Chlorophyll a is a specific form of chlorophyll used in oxygenic photosynthesis. It absorbs most energy from wavelengths of violet-blue and orange-red light. It also reflects green/yellow light, and as such contributes to the observed green color of most plants. This photosynthetic pigment is essential for photosynthesis in eukaryotes, cyanobacteria and prochlorophytes because of its role as primary electron donor in the electron transport chain. Chlorophyll a also transfers resonance energy in the antenna complex, ending in the reaction center where specific chlorophylls P680 and P700 are located.
Chlorophyll a is essential for most photosynthetic organisms to release chemical energy but is not the only pigment that can be used for photosynthesis. All oxygenic photosynthetic organisms use chlorophyll a, but differ in accessory pigments like chlorophylls b. Chlorophyll a can also be found in very small quantities in the green sulfur bacteria, an anaerobic photoautotroph. These organisms use bacteriochlorophyll and some chlorophyll a but do not produce oxygen. Anoxygenic photosynthesis is the term applied to this process, unlike oxygenic photosynthesis where oxygen is produced during the light reactions of photosynthesis.
The molecular structure of chlorophyll a consists of a chlorin ring, whose four nitrogen atoms surround a central magnesium atom, and has several other attached side chains and a hydrocarbon tail.
Chlorophyll a contains a magnesium ion encased in a large ring structure known as a chlorin. The chlorin ring is a heterocyclic compound derived from pyrrole. Four nitrogen atoms from the chlorin surround and bind the magnesium atom. The magnesium center uniquely defines the structure as a chlorophyll molecule. The porphyrin ring of bacteriochlorophyll is saturated, and lacking alternation of double and single bonds causing variation in absorption of light.
Side chains are attached to the chlorin ring of the various chlorophyll molecules. Different side chains characterize each type of chlorophyll molecule, and alters the absorption spectrum of light. For instance, the only difference between Chlorophyll a and Chlorophyll b is that Chlorophyll b has an aldehyde instead of a methyl group at the C-7 position.
Chlorophyll a has a long hydrophobic tail, which anchors the molecule to other hydrophobic proteins in the thylakoid membrane of the chloroplast. Once detached from the porphyrin ring, this long hydrocarbon tail becomes the precursor of two biomarkers, pristane and phytane. Both of which are important in the study of geochemistry and the determination of petroleum sources.

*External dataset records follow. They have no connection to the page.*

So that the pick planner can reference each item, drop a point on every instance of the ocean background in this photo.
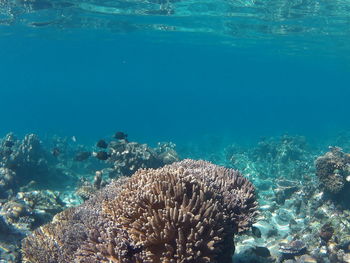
(157, 88)
(258, 86)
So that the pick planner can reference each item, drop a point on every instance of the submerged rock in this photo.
(294, 248)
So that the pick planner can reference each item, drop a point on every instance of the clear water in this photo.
(175, 70)
(210, 76)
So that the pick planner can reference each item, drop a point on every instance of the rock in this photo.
(306, 259)
(326, 232)
(262, 252)
(294, 248)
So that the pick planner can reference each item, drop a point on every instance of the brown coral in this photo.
(182, 213)
(332, 170)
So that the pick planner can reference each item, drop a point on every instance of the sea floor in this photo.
(301, 218)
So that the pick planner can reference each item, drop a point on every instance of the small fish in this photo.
(120, 136)
(101, 155)
(9, 144)
(262, 251)
(82, 156)
(55, 152)
(256, 231)
(102, 144)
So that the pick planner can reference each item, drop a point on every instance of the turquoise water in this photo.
(258, 86)
(240, 68)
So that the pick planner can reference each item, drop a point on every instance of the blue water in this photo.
(171, 85)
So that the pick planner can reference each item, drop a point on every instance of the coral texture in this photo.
(333, 170)
(184, 212)
(127, 157)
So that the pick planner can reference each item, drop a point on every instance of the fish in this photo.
(102, 155)
(9, 144)
(82, 156)
(102, 144)
(120, 135)
(56, 152)
(256, 231)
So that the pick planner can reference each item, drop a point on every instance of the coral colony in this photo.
(121, 201)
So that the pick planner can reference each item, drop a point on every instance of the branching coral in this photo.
(332, 169)
(186, 212)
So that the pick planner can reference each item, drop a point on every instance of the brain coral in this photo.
(186, 212)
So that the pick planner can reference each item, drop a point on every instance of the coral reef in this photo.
(184, 212)
(285, 156)
(333, 170)
(127, 157)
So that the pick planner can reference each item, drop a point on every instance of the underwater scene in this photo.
(175, 131)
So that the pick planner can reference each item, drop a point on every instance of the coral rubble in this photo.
(333, 170)
(184, 212)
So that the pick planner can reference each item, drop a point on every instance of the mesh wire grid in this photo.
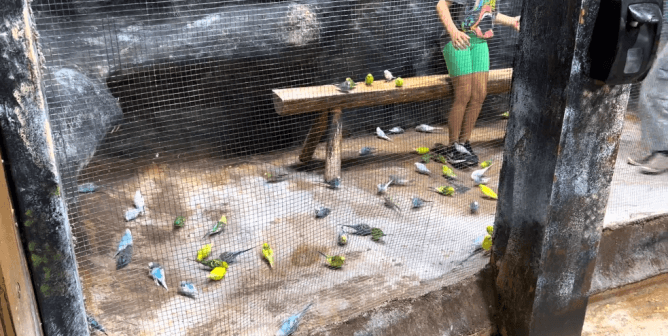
(174, 99)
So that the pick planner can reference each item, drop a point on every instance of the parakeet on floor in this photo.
(388, 75)
(422, 169)
(188, 289)
(487, 191)
(131, 214)
(291, 324)
(448, 172)
(343, 238)
(204, 252)
(418, 202)
(390, 204)
(360, 229)
(426, 128)
(268, 254)
(275, 177)
(158, 274)
(367, 151)
(381, 134)
(124, 257)
(218, 273)
(478, 176)
(86, 188)
(421, 150)
(218, 227)
(322, 212)
(212, 263)
(95, 325)
(231, 257)
(139, 201)
(474, 207)
(126, 241)
(382, 188)
(445, 190)
(396, 130)
(376, 234)
(334, 261)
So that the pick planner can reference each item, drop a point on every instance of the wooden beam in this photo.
(313, 137)
(333, 160)
(315, 98)
(18, 308)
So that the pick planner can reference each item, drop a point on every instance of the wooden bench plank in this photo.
(326, 97)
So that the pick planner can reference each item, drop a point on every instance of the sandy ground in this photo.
(422, 251)
(639, 309)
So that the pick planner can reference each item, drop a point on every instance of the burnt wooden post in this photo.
(29, 151)
(560, 150)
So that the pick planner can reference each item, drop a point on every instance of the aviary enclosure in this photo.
(173, 117)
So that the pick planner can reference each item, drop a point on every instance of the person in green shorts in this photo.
(468, 26)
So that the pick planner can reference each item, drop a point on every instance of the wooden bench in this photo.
(327, 99)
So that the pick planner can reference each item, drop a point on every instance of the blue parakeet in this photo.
(291, 324)
(158, 274)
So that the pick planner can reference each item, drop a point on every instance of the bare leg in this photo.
(462, 87)
(478, 94)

Chlorophyll a biosynthetic pathway utilizes a variety of enzymes. Genes code for the enzymes on the Mg-tetrapyrroles of both bacteriochlorophyll a and chlorophyll a. It begins with glutamic acid, which is transformed into a 5-aminolevulinic acid (ALA). Two molecules of ALA are then reduced to porphobilinogen (PBG), and four molecules of PBG are then coupled, forming protoporphyrin IX. When forming protoporphyrin, Mg-chelatase acts as a catalyst for the insertion of Mg into the chlorophyll a structure. The pathway then uses either a light-dependent process, driven by the enzyme protochlorophyllide oxidoreductase. Protochlorophyllide is a precursor to the production of a chlorophyll a molecule, or a light-independent process driven by other enzymes, to form a cyclic ring, and the reduction of another ring in the structure. Attachment of the phytol tail completes the process of chlorophyll biosynthesis.
Chlorophyll a absorbs light within the violet, blue and red wavelengths while mainly reflecting green. This reflectance gives chlorophyll its green appearance. Accessory photosynthetic pigments broaden the spectrum of light absorbed, increasing the range of wavelengths that can be used in photosynthesis. The addition of chlorophyll b next to chlorophyll a extends the absorption spectrum. In low light conditions, plants produce a greater ratio of chlorophyll b to chlorophyll a molecules, increasing photosynthetic yield.
Absorption of light by photosynthetic pigments converts photons into chemical energy. Light energy radiating onto the chloroplast strikes the pigments in the thylakoid membrane and excites their electrons. Since the chlorophyll a molecules only capture certain wavelengths, organisms may use accessory pigments to capture a wider range of light energy shown as the yellow circles. It then transfers captured light from one pigment to the next as resonance energy, passing energy one pigment to the other until reaching the special chlorophyll a molecules in the reaction center. These special chlorophyll a molecules are located in both photosystem II and photosystem I. They are known as P680 for Photosystem II and P700 for Photosystem I. P680 and P700 are the primary electron donors to the electron transport chain.
Chlorophyll a is very important in the energy phase of photosynthesis. Two electrons need to be passed to an electron acceptor for the process of photosynthesis to proceed. Within the reaction centers of both photosystems there are a pair of chlorophyll a molecules that pass electrons on to the transport chain through redox reactions.